Churn Prediction

Problem

Identify subscription customers who are at elevated risk of cancelling within a defined forward window (typically 30, 60, or 90 days) so that the business can intervene with retention offers, proactive customer success contact, or product improvements. Churn has high economic impact: acquiring a new customer costs 5–25× retaining an existing one, and CLV models depend heavily on retention rate assumptions.

The problem has two distinct variants:

Voluntary churn: Customer actively cancels or fails to renew — addressable through intervention
Involuntary churn: Payment failure (credit card expiry, insufficient funds) — addressable through payment recovery workflows

Most churn models target voluntary churn at the individual customer level.

Users / Stakeholders

Role	Decision driven by churn score
Customer success manager	Prioritise outreach queue; decide which at-risk accounts to call
Marketing manager	Design and trigger retention email/SMS campaigns
Product manager	Identify product friction signals correlated with churn
Finance	Revenue forecasting; cohort-based churn rate projections
Executive	Board-level NRR (Net Revenue Retention) reporting

The primary consumer is an operational CRM system (Salesforce, HubSpot) that triggers automated workflows or populates a human review queue.
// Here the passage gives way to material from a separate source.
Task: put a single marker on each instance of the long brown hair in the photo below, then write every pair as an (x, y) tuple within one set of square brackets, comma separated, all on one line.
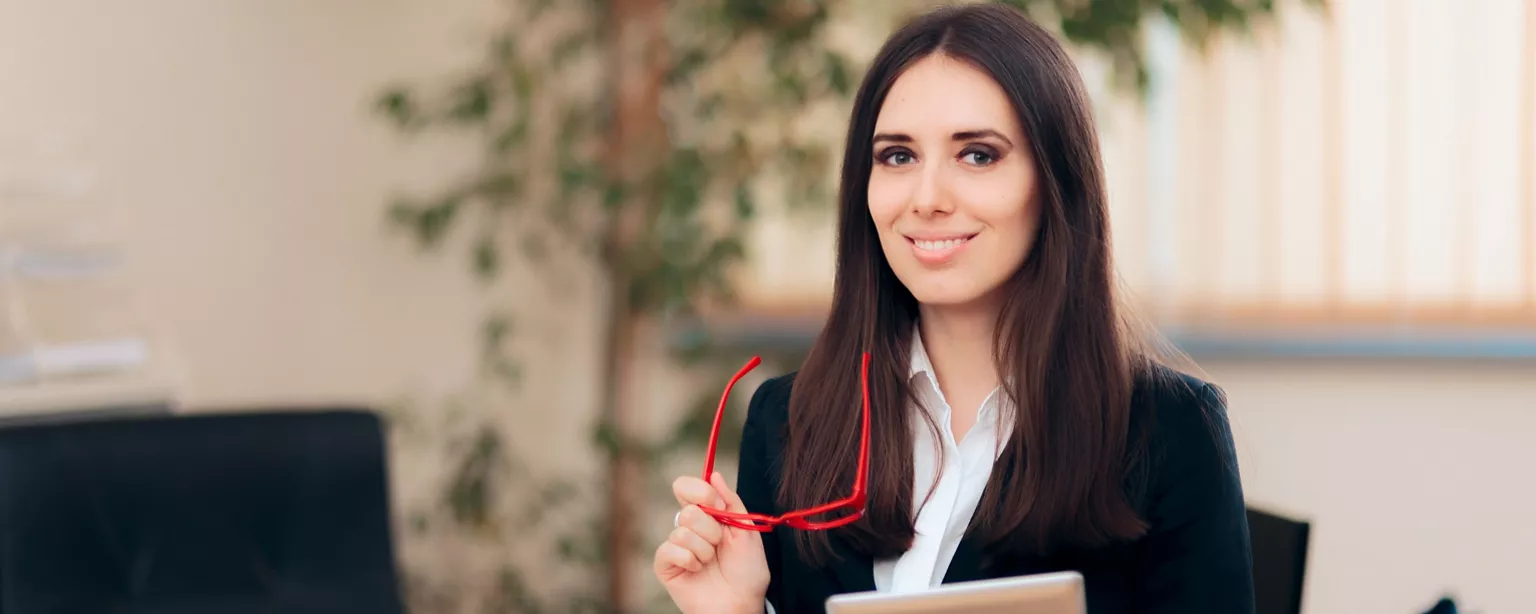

Scores need to be refreshed weekly or daily depending on intervention latency.

Domain Context

SaaS/subscription specifics: Churn only observable at renewal date or explicit cancel event. Right-censoring: active customers who haven’t yet churned are not churned yet — don’t label them as non-churn until renewal window closes.
Class imbalance: Monthly churn rates 2–8% in B2C, 0.5–3% in B2B SaaS. Severe class imbalance requires calibration. Precision-recall tradeoff dominates AUC as primary metric.
Intervention validity window: Contacting a customer who is 5 minutes from churning is too late. The model must predict far enough in advance for intervention to be effective (typically 30–90 days).
GDPR / data minimisation: Behavioural data (session logs, feature usage) may require explicit consent or legitimate interest basis. Some markets restrict automated individual-level retention scoring without human oversight.
B2B vs B2C: B2B churn is account-level, influenced by champion departure (key user leaves), contract expansion/contraction, organisational changes. Multiple users per account — aggregate signals needed.

Inputs and Outputs

Feature categories:

Recency: days_since_last_login, days_since_last_purchase, days_to_renewal
Frequency: logins_last_30d, sessions_last_90d, feature_use_count
Monetary: mrr, total_spend_12m, discount_depth, payment_method_type
Engagement: nps_score, support_tickets_open, tickets_last_30d, email_open_rate
Product usage: feature_A_activations, api_calls, reports_generated, integrations_active
Account health: seats_utilised / seats_purchased, admin_last_login, sso_enabled
Lifecycle: months_since_signup, plan_type, last_plan_change_direction, contract_end_date

Output:

churn_probability:   P(churn within 30/60/90 days) ∈ [0, 1]
churn_risk_tier:     HIGH / MEDIUM / LOW  (operational segmentation)
top_churn_reasons:   SHAP top-3 features driving prediction (for CSM context)
recommended_action:  RETENTION_CALL / EMAIL_CAMPAIGN / NO_ACTION

Decision or Workflow Role

Weekly batch score refresh (or daily for high-value accounts)
  ↓
Scores pushed to CRM (Salesforce / HubSpot) via API
  ↓
HIGH risk (P > 0.4) → CS team action queue + manager alert
MEDIUM risk → automated email sequence triggered
LOW risk → no action
  ↓
Intervention outcome logged → feedback into training data
  ↓
Holdout control group → measure lift of intervention

Churn prediction is an input to a tiered intervention strategy. The economic value is measured as revenue saved by successful retention, minus intervention cost.

Modeling / System Options

Approach	Strength	Weakness	When to use
Logistic regression + feature engineering	Highly interpretable, fast, calibrated by default	Misses interaction effects	Early stage, limited data, high interpretability requirement
LightGBM / XGBoost	Handles interactions, missing values, fast at scale	Requires calibration; less interpretable without SHAP	Standard production choice; tabular data
Survival analysis (Cox PH)	Models time-to-event properly; handles right-censoring	Proportional hazards assumption; harder to operationalise	When timing of churn matters as much as whether it happens
Neural embedding model	Captures sequence of events; cold-start via embeddings	Data-hungry; complex deployment	High data volume; when event sequence is the key signal
Rules-based + ML hybrid	Instant wins from obvious patterns; explainable	Fragile; rule proliferation	Regulated environments where black boxes not permitted

Recommended: LightGBM with SHAP explanations for score reasoning. Survival analysis (Kaplan-Meier + Cox PH) for cohort-level churn rate forecasting in finance reporting. Calibrate with Platt scaling.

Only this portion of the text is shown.